Last month we reported on an Employment Appeals Tribunal (EAT) case where a claimant failed in her claim for unfair dismissal after she was dismissed for drinking coffee in her workplace, in breach of a workplace regulation. Another very recent case demonstrates the EAT applying similar principles regarding dismissal for theft in the workplace. (Peter Byrne v Keelings Logistics Limited UD829/2013).
The claimant in the case was a warehouse operative. During a routine review of CCTV footage, the claimant was viewed acting suspiciously beside a cage. An investigation was launched into alleged tampering of stock and subsequent eating of a product. A disciplinary process was commenced on foot of which the decision was made to dismiss the claimant.
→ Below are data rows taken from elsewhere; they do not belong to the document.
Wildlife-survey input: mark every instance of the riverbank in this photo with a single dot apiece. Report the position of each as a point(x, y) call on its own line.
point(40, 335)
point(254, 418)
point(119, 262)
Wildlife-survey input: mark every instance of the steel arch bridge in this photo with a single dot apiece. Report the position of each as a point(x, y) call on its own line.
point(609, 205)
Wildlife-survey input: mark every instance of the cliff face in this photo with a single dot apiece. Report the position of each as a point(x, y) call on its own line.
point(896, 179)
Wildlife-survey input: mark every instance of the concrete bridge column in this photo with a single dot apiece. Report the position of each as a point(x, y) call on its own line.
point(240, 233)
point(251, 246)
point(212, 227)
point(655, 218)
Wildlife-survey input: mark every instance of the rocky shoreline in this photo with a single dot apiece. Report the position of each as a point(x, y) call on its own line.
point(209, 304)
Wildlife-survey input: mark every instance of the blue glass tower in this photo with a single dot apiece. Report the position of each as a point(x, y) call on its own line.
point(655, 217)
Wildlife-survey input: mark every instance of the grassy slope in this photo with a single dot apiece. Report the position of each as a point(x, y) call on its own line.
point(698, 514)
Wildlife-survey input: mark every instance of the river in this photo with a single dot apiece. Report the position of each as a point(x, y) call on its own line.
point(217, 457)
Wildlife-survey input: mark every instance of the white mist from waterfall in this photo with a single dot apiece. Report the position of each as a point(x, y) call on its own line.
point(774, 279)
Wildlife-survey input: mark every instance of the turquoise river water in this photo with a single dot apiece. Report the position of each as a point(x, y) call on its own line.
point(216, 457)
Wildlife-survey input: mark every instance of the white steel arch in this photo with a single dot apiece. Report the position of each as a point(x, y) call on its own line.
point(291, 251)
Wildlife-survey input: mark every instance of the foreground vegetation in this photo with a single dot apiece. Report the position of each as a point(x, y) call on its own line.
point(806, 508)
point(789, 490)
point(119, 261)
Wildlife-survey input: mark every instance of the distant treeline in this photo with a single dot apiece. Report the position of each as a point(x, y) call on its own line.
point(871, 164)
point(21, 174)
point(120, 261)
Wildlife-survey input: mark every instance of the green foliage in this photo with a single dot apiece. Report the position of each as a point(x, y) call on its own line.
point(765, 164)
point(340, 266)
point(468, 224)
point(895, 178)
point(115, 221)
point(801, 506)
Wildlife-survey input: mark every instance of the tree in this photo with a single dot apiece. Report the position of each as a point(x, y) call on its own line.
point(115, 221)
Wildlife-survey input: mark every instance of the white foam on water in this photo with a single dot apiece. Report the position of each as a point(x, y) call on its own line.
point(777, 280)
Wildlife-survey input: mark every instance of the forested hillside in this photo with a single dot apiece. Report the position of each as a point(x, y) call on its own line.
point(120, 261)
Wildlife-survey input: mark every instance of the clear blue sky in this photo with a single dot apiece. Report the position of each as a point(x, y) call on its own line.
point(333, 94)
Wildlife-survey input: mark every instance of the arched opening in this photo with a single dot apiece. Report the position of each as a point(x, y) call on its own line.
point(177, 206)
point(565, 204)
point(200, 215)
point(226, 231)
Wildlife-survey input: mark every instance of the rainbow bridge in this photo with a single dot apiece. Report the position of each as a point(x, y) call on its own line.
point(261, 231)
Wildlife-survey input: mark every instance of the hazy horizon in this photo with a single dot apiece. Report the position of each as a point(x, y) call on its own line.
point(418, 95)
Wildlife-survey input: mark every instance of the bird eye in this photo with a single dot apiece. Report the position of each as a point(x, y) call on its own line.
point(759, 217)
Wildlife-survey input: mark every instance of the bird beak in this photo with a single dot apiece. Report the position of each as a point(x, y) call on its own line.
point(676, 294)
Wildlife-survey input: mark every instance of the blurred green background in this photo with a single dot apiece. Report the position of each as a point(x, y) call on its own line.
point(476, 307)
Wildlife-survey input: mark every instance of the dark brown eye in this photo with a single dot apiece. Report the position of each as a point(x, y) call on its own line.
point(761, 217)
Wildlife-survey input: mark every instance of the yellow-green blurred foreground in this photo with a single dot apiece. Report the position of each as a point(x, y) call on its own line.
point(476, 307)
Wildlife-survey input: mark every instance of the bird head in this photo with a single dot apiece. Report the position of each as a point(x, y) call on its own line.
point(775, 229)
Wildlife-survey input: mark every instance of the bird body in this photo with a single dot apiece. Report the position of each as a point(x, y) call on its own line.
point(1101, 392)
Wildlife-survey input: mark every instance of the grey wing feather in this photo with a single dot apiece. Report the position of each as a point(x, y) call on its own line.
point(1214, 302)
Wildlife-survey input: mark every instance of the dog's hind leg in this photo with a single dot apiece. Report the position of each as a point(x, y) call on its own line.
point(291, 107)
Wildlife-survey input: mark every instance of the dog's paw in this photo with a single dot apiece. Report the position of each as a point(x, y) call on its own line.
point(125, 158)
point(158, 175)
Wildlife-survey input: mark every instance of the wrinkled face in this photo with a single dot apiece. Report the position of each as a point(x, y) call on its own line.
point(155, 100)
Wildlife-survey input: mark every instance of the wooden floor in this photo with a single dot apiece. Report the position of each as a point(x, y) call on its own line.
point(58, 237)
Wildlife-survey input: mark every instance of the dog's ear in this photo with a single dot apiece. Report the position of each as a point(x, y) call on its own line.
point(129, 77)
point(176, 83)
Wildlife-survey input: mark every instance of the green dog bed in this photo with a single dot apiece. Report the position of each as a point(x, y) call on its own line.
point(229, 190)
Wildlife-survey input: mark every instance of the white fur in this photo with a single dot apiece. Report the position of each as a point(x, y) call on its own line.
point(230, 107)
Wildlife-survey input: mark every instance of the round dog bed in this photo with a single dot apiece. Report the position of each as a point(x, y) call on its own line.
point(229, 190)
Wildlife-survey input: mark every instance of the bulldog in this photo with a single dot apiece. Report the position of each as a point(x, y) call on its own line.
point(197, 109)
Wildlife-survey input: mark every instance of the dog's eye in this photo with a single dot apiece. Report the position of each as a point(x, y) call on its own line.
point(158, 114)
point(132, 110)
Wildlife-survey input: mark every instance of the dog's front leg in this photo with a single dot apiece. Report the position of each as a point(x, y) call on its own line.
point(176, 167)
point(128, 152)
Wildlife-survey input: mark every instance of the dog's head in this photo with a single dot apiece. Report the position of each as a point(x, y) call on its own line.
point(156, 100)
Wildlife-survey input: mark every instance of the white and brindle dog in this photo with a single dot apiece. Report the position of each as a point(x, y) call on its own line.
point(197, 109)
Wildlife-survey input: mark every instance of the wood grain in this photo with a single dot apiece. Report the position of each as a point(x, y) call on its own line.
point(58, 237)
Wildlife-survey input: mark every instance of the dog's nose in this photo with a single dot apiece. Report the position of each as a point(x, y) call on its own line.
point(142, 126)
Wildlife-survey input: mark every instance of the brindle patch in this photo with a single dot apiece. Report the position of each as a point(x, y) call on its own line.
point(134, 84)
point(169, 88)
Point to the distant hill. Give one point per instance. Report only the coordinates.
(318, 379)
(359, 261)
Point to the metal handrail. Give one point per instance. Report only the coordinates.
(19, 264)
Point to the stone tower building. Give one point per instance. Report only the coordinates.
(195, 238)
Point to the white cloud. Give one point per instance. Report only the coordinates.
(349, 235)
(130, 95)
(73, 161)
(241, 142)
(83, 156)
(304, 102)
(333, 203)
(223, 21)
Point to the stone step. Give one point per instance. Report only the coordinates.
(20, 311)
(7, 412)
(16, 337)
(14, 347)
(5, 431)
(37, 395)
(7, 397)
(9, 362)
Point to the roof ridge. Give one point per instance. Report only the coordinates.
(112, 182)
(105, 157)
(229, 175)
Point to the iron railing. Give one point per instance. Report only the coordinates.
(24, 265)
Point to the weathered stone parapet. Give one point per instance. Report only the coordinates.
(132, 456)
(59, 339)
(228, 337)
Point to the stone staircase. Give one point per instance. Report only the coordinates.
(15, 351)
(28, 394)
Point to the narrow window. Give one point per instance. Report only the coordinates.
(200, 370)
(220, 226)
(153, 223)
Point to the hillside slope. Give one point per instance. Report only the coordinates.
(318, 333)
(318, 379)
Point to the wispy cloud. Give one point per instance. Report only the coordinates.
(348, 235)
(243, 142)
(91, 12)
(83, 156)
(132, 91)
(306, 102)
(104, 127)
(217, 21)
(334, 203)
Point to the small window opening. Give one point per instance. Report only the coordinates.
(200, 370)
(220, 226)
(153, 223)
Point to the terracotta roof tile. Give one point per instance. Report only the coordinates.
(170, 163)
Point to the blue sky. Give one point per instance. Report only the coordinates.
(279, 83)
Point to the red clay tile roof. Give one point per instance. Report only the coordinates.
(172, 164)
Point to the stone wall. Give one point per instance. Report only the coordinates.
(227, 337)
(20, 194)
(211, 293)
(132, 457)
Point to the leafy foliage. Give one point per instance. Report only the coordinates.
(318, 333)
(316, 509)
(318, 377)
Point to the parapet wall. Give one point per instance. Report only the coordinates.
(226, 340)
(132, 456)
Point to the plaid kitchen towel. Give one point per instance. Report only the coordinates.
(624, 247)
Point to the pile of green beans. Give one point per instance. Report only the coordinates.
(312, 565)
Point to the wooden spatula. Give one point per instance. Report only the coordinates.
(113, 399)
The EAT found that there were no procedural defects such as might render the dismissal unfair. It then looked at the issue of proportionality and whether the sanction imposed was proportionate. The EAT accepted the respondent's argument that its business operations are predicated on a very high level of trust existing in the business and its third party suppliers. Any breach of this trust could have a very damaging effect on the business and its working relationships. On foot of this, the EAT upheld the zero tolerance policy as reasonable.
This is another useful case for retail employers as it supports a zero tolerance policy towards theft of any kind in the business. It also serves as a reminder of the critical importance of affording fair procedures prior to any dismissal, if an employer is to succeed on the substantive ground.